Al suono di “Bella Ciao” a Budapest oltre 200.000 persone, secondo il comune, hanno violato il divieto delle autorità a manifestare nel Pride della capitale ungherese. Un corteo il cui significato è andato ben oltre le tradizionali rivendicazioni dei Pride, i diritti della comunità LGBTQIA+, per diventare una vera e propria sfida al regime liberticida di Orbán e dalla destra che governa l’Ungheria.

In testa il corteo c’era il sindaco di Budapest, uno dei principali oppositori di Orbán, un corteo che si è svolto in un clima festoso nonostante le provocazioni dei movimenti neo-nazisti, questi autorizzati a manifestare, che hanno bloccato alcuni punti del ponte della città costringendo il corteo a deviare.

A Budapest c’erano delegazioni di associazioni parlamentari da tutta Europa. In diretta dalla capitale ungherese abbiamo raggiunto Luca Paladini dell’associazione I Sentinelli, consigliere regionale in Lombardia:

Credo sia stata una di quelle giornate che probabilmente puoi ascrivere a quelle che potenzialmente possono cambiare anche, e lo dico conscio del valore delle parole, il corso della storia, almeno qui in Ungheria. 200.000 ungheresi che decidono di infrangere, fondamentalmente, una legge imposta dal primo ministro è un evento epocale.

I rischi erano stati manifestati, il riconoscimento facciale e le multe, e si ventilava anche la possibilità di fermi. Nonostante questo la gente in piazza ci è scesa e ci è scesa in un numero che qui dicono non essere mai avvenuto da quando è caduto il muro di Berlino, quindi parliamo della più grande manifestazione che c’è stata in Ungheria negli ultimi 25-30 anni.
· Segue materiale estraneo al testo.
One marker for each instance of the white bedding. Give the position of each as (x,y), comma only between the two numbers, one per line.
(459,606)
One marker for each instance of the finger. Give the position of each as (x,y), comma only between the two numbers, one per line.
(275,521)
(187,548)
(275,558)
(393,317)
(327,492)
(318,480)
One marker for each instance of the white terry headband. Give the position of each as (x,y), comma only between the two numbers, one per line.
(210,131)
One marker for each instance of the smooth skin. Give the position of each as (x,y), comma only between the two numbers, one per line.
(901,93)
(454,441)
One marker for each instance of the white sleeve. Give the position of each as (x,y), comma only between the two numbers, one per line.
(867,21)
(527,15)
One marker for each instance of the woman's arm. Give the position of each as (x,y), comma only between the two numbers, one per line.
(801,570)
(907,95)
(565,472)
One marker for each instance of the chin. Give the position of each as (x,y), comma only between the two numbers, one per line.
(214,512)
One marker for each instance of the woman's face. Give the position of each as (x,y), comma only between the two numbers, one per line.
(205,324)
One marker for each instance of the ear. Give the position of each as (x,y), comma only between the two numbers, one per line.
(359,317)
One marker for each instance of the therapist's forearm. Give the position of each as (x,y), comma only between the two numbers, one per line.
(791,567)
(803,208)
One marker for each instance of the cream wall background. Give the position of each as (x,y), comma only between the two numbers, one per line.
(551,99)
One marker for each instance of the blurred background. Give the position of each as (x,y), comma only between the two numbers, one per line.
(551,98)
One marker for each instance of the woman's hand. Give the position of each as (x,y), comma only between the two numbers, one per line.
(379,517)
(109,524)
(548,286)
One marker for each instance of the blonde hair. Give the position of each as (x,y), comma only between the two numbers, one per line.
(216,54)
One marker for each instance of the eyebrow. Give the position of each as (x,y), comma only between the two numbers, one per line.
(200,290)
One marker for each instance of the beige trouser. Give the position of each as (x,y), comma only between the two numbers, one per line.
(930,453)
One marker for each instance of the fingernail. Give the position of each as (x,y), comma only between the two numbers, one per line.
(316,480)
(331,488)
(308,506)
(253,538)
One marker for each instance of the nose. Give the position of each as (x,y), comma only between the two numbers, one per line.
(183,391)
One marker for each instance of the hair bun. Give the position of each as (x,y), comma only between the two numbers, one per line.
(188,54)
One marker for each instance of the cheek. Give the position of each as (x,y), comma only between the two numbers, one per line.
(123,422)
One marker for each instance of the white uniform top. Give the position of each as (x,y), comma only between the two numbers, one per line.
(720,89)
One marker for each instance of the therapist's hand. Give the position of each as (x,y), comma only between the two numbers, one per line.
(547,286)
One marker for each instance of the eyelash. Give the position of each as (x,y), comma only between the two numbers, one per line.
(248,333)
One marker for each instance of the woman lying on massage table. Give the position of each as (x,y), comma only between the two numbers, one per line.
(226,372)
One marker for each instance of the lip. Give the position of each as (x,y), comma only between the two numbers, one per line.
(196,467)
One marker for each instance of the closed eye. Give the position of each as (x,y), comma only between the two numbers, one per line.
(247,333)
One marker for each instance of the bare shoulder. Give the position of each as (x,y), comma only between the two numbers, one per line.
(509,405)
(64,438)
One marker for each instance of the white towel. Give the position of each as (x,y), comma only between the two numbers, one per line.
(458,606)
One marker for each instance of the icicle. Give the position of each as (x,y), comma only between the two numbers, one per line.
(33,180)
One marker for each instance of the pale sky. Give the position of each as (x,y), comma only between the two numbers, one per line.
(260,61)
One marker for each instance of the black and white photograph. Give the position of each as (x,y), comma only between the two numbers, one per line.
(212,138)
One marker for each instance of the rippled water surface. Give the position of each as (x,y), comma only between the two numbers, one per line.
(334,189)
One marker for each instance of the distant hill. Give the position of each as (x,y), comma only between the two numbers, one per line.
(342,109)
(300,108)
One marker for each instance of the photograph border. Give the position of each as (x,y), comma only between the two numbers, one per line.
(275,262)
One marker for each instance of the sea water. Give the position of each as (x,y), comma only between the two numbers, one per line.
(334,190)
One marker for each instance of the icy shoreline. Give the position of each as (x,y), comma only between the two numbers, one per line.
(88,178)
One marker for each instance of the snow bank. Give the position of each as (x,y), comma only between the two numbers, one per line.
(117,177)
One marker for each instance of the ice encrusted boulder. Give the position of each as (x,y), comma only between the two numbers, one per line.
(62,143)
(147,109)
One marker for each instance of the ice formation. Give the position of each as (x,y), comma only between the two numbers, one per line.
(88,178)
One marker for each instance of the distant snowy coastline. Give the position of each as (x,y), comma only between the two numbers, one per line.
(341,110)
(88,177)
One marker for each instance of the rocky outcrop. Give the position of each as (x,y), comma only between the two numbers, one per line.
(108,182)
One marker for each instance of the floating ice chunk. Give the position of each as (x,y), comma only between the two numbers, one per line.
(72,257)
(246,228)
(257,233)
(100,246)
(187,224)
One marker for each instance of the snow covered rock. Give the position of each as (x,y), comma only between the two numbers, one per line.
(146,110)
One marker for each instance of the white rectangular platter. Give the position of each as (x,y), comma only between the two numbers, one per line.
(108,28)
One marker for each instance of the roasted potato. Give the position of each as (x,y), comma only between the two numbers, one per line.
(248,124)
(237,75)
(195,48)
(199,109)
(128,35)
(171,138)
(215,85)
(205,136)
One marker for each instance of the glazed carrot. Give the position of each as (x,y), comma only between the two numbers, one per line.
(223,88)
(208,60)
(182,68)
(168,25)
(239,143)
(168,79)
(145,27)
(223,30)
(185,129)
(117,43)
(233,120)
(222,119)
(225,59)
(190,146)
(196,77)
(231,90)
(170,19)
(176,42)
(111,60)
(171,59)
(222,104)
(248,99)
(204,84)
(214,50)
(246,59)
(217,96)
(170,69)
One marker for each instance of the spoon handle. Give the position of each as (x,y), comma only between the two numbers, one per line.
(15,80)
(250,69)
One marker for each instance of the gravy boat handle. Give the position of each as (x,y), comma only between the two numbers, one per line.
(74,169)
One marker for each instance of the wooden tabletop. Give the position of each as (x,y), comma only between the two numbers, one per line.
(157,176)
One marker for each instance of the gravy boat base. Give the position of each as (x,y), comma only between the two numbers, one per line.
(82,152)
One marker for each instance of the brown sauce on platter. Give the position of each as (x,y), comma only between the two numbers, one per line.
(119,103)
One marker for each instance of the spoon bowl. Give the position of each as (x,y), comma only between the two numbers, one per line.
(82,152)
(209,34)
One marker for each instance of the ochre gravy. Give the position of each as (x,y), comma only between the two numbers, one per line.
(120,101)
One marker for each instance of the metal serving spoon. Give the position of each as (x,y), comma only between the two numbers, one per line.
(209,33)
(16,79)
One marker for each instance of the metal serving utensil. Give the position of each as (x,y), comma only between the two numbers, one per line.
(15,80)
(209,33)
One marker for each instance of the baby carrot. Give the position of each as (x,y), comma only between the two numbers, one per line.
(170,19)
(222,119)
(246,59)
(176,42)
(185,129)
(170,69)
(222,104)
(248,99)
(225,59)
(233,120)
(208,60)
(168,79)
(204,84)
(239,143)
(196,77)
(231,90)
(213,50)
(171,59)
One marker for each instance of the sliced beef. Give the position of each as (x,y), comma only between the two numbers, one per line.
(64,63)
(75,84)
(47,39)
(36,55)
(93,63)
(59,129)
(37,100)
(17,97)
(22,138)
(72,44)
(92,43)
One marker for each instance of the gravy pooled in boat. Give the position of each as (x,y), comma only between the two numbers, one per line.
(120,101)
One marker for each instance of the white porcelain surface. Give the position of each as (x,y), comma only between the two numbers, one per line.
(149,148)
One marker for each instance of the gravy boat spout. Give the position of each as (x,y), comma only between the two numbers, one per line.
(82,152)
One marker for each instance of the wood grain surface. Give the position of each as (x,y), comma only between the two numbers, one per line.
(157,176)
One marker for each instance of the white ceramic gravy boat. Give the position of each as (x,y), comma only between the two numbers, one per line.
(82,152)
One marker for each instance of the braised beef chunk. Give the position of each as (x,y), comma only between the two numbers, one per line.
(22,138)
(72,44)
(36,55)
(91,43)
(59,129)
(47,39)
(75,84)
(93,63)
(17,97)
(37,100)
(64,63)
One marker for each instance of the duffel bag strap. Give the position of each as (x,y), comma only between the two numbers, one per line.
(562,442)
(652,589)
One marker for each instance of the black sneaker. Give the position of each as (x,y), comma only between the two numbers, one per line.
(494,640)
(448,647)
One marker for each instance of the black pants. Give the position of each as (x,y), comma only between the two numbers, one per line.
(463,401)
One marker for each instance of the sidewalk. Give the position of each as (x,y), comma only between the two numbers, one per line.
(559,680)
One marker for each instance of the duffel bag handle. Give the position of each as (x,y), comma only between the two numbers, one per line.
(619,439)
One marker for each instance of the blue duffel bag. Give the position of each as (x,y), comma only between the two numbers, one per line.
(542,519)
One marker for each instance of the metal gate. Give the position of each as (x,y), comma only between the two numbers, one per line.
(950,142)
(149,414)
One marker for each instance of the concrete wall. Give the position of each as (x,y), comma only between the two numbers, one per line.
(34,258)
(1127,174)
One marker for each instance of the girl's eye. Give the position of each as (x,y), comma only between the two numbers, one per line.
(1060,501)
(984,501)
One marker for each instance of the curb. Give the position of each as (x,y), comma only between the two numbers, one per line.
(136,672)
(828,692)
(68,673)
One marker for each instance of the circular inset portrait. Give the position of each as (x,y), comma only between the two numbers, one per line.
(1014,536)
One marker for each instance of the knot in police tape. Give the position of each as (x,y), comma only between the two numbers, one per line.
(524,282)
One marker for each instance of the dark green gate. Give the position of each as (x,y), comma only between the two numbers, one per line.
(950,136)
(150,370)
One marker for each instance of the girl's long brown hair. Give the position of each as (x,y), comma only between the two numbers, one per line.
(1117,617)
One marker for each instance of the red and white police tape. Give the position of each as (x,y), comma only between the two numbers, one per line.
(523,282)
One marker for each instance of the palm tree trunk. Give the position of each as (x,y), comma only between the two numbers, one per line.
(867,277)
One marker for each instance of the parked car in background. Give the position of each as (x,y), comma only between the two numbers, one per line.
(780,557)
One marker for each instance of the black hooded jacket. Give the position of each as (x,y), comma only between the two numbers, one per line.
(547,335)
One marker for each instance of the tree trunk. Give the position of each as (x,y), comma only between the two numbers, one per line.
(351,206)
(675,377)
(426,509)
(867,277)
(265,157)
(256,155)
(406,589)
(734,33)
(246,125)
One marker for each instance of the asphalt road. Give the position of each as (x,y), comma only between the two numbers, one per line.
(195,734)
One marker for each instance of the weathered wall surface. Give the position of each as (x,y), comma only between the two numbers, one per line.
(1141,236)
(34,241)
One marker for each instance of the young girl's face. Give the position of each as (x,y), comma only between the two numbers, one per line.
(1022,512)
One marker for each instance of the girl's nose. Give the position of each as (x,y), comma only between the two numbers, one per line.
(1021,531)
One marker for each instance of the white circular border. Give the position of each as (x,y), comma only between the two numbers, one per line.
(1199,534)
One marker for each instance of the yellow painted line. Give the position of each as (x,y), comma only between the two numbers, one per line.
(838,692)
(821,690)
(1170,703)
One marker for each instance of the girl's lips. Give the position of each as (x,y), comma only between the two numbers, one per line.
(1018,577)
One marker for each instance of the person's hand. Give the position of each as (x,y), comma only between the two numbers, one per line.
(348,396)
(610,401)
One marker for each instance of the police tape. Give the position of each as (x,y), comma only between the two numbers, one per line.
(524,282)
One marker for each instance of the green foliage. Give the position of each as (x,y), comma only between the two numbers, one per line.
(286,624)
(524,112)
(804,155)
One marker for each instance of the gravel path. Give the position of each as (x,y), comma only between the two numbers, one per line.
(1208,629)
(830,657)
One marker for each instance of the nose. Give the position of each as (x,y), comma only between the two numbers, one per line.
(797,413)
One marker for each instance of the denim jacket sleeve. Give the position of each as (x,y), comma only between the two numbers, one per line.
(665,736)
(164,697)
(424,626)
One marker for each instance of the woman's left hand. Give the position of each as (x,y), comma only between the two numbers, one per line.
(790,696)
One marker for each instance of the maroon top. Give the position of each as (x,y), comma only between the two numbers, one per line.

E noi, da stranieri, siamo stati piacevolmente sorpresi di di questa partecipazione così coraggiosa da un certo punto di vista. I cittadini non si sono fatti intimorire dalle parole di Orbán e non si sono fatti intimorire da 200 nazisti stellati sparsi per la città che hanno sì, effettivamente costretto al cambio di percorso del corteo, ma non hanno certo fermato la voglia di scendere in piazza e di rivendicare diritti per la comunità, ma ovviamente parlando di Ungheria, non solo per la comunità LGBTQIA+.